Scaling up UNIDO's e-waste management cooperation

Scaling up UNIDO's e-waste management cooperation

12 Mar 2018

According to the International Communications Union, the amount of e-waste generated in 2016 was enough to build almost 4,500 Eiffel towers: by weight it totaled 44.7 million metric tons of old computers, televisions, fridges, mobile phones, and other appliances.

Waste electrical and electronic equipment (WEEE), also known as e-waste, is the fastest growing waste stream in the world. It is expected to reach 52.2 million metric tons by 2021, enough to build another 1000 Eiffel towers.

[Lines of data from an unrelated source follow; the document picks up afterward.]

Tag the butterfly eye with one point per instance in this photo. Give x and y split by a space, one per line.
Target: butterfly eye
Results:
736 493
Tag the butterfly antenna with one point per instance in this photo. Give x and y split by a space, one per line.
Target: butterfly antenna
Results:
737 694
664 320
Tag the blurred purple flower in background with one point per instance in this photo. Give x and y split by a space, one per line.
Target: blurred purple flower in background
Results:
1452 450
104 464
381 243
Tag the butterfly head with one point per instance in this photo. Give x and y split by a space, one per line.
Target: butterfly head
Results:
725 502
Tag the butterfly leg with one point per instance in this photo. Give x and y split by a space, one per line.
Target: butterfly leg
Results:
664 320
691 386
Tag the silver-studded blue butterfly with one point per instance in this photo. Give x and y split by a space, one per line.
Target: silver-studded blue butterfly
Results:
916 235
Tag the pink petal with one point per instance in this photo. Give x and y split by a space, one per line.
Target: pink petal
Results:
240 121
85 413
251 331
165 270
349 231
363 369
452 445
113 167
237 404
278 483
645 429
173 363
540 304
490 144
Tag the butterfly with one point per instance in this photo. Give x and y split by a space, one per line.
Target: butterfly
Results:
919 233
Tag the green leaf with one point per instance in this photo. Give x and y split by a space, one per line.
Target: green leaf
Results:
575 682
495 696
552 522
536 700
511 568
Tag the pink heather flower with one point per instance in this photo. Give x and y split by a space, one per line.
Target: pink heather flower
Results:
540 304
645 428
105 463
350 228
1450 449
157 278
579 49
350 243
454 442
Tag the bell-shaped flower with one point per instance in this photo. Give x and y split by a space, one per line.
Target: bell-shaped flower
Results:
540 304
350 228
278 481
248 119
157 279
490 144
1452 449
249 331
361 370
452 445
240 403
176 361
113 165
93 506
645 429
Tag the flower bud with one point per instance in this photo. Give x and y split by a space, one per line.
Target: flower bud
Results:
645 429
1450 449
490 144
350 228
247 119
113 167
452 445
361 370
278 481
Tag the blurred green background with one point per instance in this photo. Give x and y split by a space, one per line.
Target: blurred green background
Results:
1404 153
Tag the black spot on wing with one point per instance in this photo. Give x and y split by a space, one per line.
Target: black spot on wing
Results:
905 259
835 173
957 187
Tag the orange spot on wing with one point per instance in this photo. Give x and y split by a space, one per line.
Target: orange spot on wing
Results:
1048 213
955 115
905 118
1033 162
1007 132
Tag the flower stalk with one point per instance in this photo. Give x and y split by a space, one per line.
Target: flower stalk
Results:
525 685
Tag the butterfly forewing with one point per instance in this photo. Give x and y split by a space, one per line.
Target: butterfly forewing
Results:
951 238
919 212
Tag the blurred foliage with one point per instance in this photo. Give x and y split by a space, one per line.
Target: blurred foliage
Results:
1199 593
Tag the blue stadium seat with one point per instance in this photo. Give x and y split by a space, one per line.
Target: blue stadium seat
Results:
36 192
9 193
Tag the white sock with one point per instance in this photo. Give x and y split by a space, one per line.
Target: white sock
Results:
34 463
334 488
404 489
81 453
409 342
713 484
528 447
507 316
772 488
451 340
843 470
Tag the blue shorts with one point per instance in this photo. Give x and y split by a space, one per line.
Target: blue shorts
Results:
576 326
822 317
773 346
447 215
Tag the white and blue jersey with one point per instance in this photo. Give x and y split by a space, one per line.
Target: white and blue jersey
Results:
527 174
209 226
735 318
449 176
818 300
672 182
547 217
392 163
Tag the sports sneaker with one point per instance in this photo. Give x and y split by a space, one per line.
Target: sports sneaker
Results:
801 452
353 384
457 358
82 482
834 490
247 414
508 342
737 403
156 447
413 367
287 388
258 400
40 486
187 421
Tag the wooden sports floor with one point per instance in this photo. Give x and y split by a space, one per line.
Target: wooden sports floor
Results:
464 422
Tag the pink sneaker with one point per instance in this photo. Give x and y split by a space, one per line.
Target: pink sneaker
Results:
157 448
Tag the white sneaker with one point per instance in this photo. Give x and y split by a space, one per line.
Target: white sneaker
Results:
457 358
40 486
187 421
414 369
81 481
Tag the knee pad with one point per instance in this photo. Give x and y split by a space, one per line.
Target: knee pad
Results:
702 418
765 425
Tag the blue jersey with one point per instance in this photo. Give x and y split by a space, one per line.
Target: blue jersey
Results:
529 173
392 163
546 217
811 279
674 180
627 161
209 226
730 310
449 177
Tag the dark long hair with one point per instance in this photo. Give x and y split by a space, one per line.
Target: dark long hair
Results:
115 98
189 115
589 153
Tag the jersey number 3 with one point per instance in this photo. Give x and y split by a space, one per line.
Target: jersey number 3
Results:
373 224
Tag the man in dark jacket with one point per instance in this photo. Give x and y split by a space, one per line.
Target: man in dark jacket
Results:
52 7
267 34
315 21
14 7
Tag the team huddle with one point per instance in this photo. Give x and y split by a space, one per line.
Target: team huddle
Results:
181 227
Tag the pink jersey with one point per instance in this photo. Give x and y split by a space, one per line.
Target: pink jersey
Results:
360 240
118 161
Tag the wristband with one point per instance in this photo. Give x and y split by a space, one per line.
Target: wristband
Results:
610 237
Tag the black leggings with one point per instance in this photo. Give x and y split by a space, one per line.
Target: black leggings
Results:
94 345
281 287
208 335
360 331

The proper disposal and recycling of the increasing amount of e-waste needs to be addressed, not only because of the environmental and health challenges, but also because of the economic opportunities.

E-waste contains high value resources, precious metals such as gold, silver, palladium and platinum, as well as high value plastics which make resource recovery and recycling activities attractive from an economic and business perspective.

The total value of all raw materials present in e-waste is estimated at approximately 55 billion Euros in 2016, which is more than the Gross Domestic Product of most countries in the world. Based on e-waste recycling value chains, it is important to construct environmentally friendly societies and to achieve economic sustainability.

UNIDO works with governments and with the private sector to encourage industry to ‘design for recycling’. Promoting sustainable solutions that eliminates the concept of waste and transforms it into an opportunity, into resources for sustainable production.

For WEEE this would mean collecting, dismantling, processing and recycling its components in order to close its life cycle loop by sending the materials back into the industrial value chain. Engaging manufacturers in the repurposing of materials – reducing waste and integrating ‘end-of- life’ planning at design stage is also important.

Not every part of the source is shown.